$500,000 Awarded in Workforce Development Contracts for Artists and Creative Workers

Mayor Michelle Wu and the Mayor’s Office of Arts and Culture today announced $500,000 in contracted services has been awarded to 12 individuals and organizations to provide technical assistance, professional development, and workforce development services to Boston artists and creative workers.

“This program will allow us to bring valuable professional development services and resources to a section of our workforce that has been extremely hard hit by COVID-19, yet has continued to positively impact our communities with their work,” said Mayor Michelle Wu. “We look forward to continuing to invest in new ways to support artists and creatives so that they can fully thrive in this city.”

“Artists and creative workers are essential to the City’s recovery and a key aspect of our creative economy,” said Kara Elliott-Ortega, Chief of Arts and Culture for the City of Boston. “We’re excited to be able to remove some of the barriers that this community faces when it comes to creating and sharing their work, and looking forward to hiring creative workers and creative small businesses to provide these services.”

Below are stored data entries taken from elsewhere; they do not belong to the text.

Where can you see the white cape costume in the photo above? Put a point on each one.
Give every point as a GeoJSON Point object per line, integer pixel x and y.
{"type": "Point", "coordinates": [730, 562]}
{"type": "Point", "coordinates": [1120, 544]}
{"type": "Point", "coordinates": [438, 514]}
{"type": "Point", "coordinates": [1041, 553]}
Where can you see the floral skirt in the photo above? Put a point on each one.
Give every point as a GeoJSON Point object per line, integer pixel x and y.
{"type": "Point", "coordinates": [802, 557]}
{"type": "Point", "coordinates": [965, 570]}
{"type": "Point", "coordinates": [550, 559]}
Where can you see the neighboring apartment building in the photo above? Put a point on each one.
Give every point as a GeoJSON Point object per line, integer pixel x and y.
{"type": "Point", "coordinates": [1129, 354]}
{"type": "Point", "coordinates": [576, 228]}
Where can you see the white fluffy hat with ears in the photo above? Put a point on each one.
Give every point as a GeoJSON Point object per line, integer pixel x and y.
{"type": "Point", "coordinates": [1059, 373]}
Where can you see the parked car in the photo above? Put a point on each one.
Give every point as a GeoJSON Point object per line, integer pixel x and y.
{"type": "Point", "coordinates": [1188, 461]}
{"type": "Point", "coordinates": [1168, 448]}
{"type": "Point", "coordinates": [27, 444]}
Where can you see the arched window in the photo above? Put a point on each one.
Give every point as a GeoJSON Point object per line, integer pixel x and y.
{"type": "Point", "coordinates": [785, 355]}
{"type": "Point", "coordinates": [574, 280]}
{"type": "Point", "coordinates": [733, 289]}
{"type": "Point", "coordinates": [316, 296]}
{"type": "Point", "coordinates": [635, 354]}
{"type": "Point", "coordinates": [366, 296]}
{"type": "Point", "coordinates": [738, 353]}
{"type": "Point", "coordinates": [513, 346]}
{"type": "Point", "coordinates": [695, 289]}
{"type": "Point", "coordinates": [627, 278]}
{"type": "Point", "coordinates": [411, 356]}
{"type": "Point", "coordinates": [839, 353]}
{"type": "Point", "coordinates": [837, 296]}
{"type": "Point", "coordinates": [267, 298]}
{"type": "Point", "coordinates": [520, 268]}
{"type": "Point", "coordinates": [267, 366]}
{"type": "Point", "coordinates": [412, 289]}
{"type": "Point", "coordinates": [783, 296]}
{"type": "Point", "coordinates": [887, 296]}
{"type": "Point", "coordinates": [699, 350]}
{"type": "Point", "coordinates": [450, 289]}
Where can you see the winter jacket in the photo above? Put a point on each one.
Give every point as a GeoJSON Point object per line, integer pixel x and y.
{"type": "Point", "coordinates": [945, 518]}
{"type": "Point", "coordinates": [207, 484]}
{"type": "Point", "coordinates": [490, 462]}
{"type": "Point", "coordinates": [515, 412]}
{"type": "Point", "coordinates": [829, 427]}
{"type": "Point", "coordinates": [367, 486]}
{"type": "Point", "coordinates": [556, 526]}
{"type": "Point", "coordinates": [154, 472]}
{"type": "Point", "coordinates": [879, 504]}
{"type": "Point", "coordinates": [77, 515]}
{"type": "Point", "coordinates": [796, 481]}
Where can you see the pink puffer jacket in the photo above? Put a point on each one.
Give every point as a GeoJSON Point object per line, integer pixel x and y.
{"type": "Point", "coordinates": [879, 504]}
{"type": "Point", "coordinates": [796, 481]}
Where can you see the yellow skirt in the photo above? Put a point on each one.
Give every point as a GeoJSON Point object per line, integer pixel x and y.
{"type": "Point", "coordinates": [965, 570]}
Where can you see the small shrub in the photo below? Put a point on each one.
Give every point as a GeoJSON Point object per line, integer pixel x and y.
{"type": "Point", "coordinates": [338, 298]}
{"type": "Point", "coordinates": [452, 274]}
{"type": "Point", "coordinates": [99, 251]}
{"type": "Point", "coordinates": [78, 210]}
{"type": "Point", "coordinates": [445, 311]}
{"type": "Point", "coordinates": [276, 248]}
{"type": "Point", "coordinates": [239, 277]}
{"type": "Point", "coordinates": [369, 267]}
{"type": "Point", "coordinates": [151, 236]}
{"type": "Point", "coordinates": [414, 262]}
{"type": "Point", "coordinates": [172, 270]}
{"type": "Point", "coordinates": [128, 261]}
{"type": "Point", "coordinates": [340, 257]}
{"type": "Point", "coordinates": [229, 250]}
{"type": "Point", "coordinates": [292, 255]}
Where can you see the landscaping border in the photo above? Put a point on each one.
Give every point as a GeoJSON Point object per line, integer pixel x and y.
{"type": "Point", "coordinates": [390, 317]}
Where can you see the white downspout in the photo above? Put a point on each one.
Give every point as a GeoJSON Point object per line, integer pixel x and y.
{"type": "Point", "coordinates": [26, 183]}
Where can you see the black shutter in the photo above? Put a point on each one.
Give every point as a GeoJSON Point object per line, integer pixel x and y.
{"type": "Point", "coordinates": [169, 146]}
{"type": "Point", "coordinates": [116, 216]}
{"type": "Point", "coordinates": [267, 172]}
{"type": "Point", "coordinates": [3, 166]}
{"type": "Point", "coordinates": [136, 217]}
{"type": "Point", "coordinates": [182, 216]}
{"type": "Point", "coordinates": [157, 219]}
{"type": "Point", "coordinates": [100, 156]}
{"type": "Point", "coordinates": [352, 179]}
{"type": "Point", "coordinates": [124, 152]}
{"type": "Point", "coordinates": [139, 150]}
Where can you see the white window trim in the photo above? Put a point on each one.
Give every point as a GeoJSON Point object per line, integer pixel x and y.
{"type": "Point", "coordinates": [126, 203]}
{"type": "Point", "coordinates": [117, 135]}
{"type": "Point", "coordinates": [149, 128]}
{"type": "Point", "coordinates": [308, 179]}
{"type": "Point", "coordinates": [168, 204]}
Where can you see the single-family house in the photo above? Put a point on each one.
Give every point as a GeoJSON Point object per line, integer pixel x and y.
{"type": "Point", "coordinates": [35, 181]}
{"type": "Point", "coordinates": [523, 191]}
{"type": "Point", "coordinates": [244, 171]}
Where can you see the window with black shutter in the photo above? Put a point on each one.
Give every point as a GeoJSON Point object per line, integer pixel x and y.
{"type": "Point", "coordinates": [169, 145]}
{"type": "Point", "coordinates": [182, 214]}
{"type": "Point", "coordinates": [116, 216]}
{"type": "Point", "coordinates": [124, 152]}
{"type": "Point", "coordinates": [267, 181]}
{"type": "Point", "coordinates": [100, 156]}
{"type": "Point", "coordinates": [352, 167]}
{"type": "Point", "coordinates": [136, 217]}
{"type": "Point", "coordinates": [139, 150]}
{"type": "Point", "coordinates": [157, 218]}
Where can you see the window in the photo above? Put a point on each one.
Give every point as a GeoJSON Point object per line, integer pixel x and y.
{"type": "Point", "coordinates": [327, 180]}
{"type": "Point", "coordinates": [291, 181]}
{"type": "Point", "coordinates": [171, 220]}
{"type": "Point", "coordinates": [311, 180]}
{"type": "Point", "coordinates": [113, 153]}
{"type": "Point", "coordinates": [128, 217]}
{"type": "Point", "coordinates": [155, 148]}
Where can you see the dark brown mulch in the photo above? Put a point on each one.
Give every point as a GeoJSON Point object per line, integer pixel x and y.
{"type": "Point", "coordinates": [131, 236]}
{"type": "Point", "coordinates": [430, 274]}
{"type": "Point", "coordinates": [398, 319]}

The City’s goals for this program included contracting with individuals and organizations that: 

  • are able to assist artists who live and work in Boston further develop their careers through direct services and workshops that are culturally responsive, 
  • work toward creating a stronger creative economy in Boston while artists continue to recover from and adapt to COVID-19 and its impacts on our local creative economy,
  • work with artists within multiple artistic disciplines, and 
  • work with artists in Boston with various accessibility needs.

Contracted consultants include: 

  • Boston Center for the Arts, which will carry out the ACTivate Residency, five-day residencies to individuals and small groups of artists to create site-responsive work in the historic Cyclorama. 
  • Company One Theatre, which will lead a professional development for educators program serving 100-150 educators, that aims to provide training in theater integration and teaching/learning in a cohort model where classroom teachers and teaching artists can learn from each other.
  • Dynamizing Equity, which will pilot one cohort of their Embodied Equity series consisting of workshops and training for BIPOC artists and creatives to express experiences of “othering” and anti-Blackness and to develop the capacity to embody racial equity and inclusion principles using somatic practice.
  • The Loop Lab, who help produce mini “behind the scenes/making of” videos, video recordings of live performances, or evergreen or recap videos for 30 artists and creative workers.
  • MassArt, which will offer a series of free professional development programs to creatives in Boston, including creative economy workshops that address common business concerns, one-on-one office hours, portfolio reviews and critique groups, and the Creative Economy Business Incubator – an eight month, two-course program teaching creative entrepreneurship through the real time launch and growth of student owned ventures.
  • MassMoCA, which will lead online small creative business-focused workshops in English and Spanish, one-on-one technical assistance slots for Boston artists in English and Spanish, three Spanish language community strengthening events, and two stipended affinity groups for Boston artists who have participated in Assets for Artists workshops.
  • Meena Malik, who will provide a three-part conflict navigation workshop and a healing space session for BIPOC artists, arts educators, and creative workers who do social justice work.
  • OOMPA, whose cultural label Outlaud Entertainment will offer five independent performance artists of color the opportunity to take part in a 15 month-long, cohort-based artist development program that will culminate in new work production with at least one publicly viewed performance.
  • ROYA, which will provide curation of performances, social events, parties/networking events and art installations to support relationship building and network connecting in the local creative community.
  • Stephanie Houten and Laurel Kulow, whose program "By Artists for Artists" will offer creative media services to local artists.
  • Urbanity Dance, Inc., whose Space Rental Program will provide access to high-quality, accessible studio space, at no cost to the artists who participate. Urbanity Dance, Inc. will also provide opportunities for the Rental Artists to gather, socialize, network, and collaborate.
  • Veronica Robles, who will host two professional development bootcamps predominately for Latinx and immigrant artists and creatives, and a showcase that will allow a cohort of artists to present their work to presenting organizations and cultural institutions in and around Boston.

"We are grateful to Mayor Wu and the Office of Arts and Culture for their belief in MassArt and the power and impact of art and design, and we are thrilled to be a partner and a collaborator with the City and the art and business communities," said MassArt President Mary K. Grant.

The City of Boston prioritized services that are tailored to support artists and creative workers from demographics that saw the most economic impact due to COVID-19, including women, people of color, immigrants, artists who have lower levels of education, artists who identify as LGBTQIAP+. The following neighborhoods were also prioritized: Mattapan, Dorchester, Allston-Brighton, East Boston, Roxbury/Mission Hill, and Fenway/Kenmore.

This program will run until spring 2024. It was funded by the American Rescue Plan Act appropriated by the City Council last summer, and is part of the City’s COVID-19 recovery efforts.